The intertrigonal segment 13 in use is intended to remain free to rotate around its hinging points constituted by the ends 12a and 12b of the support segment 12, as the annular structure 11 of which it forms part is suitable to be fixed to the ™ mitral ring MA exclusively via flexible support segment 12; the suture that joins the device 10 to the mitral ring is in fact applied only on the flexible support segment 12, which therefore remains bound to the posterior portion of the mitral ring.

Figure 4 shows in a simplified way a sagittal section of the LV left ventricle with the prosthesis 10 implanted in its annular position. The left atrium and the aorta are indicated respectively with LA and A, while the aortic valve is indicated with AV.

The operation of the prosthesis according to the invention is comparable to the static configuration of the arch type with two hinges. Figures 5 to 7 represent side elevation views which illustrate different positions assumed by the prosthesis 10 following changes in the position of the valve plane (represented by the dotted line PV). As can be seen, while the flexible support element 12 follows the movement of the valve plane PV, the rigid intertrigonal element 13 is free to oscillate by varying its inclination with respect to the valve plane PV.

As can be appreciated, thanks to the combination of the flexible support segment (fixed to the posterior portion of the mitral ring) with the rigid intertrigonal segment (free to rotate with respect to the hinge points 12a and 12b) it is possible to contain the degeneration process dilated without altering the physiology of the mitral ring. In particular, no constraints are imposed on the dynamics of the anterior portion of the mitral ring, which allows normal mobility of the anterior flap and the adjacent aortic valve ring.

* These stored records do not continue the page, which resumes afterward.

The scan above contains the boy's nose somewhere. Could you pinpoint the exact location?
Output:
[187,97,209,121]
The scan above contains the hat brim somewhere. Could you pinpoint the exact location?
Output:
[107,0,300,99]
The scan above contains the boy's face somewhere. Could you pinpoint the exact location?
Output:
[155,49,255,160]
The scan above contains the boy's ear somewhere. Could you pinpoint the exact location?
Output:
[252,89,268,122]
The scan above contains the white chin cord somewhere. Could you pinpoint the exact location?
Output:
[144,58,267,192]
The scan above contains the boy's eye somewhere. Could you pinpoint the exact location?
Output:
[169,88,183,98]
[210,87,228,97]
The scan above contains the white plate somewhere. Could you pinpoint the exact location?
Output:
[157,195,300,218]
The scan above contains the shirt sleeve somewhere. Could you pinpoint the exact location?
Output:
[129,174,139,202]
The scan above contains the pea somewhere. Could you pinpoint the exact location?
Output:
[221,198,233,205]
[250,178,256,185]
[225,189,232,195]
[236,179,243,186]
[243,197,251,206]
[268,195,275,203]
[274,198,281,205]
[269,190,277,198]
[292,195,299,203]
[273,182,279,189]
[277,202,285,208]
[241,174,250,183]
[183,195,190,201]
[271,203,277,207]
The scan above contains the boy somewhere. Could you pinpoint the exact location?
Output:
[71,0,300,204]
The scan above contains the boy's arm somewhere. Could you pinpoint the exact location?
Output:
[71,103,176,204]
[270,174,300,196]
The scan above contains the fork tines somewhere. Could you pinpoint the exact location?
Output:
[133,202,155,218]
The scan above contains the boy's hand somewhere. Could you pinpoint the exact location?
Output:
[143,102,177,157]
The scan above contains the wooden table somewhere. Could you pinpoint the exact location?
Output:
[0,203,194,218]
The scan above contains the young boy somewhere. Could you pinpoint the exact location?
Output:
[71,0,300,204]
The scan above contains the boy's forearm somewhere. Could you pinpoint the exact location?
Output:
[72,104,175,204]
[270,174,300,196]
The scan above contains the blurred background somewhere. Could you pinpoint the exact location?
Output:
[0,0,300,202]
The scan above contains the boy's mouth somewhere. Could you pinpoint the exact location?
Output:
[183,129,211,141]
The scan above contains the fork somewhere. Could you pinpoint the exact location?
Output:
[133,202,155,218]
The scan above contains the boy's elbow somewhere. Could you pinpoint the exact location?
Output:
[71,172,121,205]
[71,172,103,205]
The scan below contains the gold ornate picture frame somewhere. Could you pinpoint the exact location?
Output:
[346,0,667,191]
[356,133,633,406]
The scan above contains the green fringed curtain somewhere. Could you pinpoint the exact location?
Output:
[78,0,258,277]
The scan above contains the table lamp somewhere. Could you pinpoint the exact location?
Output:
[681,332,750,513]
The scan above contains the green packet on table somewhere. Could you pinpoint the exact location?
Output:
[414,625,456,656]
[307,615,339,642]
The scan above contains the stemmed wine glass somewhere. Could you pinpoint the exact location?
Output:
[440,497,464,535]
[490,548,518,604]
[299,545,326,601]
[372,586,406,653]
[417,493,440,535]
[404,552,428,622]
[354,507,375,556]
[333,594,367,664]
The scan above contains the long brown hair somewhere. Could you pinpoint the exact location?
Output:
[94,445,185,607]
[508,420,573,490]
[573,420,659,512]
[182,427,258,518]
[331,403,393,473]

Furthermore, it is possible to achieve a faster implantation speed, due to the fact that only the posterior portion of the mitral annulus is required to be sutured.

Claims (9)

CLAIMS 1. Prosthesis (10) for mitral annuloplasty, comprising an annular structure (11), characterized in that said annular structure consists of a flexible support segment (12), suitable for being fixed by suturing along a posterior portion (PMA) of the mitral ring (MA) extending from the anterolateral trigone (AT) to the posteromedial trigone (PT), and of a rigid intertrigonal segment (13) that interconnects the ends (12a, 12b) of the flexible support segment, called rigid intertrigonal segment being able to act as a spacer between said anterolateral trine and posteromedial trine, in which said annular structure is adapted to be fixed to the mitral ring exclusively through the flexible support segment. 2. A prosthesis according to claim 1, wherein said flexible support segment is flexible to an extent that it conforms in use to the movements of the posterior portion of the mitral annulus. 3. Prosthesis according to claim 2, wherein said flexible support segment is substantially inextensible with respect to the stresses transmitted to it in use by the posterior portion of the mitral ring. 4. Prosthesis according to one of the preceding claims, in which said rigid intertrigonal segment is arched and is arranged in such a way as to project, in use, towards the posterior portion of the mitral ring. 5. Prosthesis according to one of the preceding claims, in which said flexible support segment is fixed, at its ends, to the rigid intertrigonal segment. 6. Prosthesis according to claim 5, wherein said flexible segment is of textile material. 7. Prosthesis according to one of claims 1 to 4, wherein said flexible segment comprises a core connected, at its ends, to the rigid intertrigonal segment, said core being enclosed in a covering of textile material. 8. Prosthesis according to claim 7, wherein said core is of metal wire. 9. Prosthesis according to one of the preceding claims, wherein said rigid intertrigonal segment is of metallic material.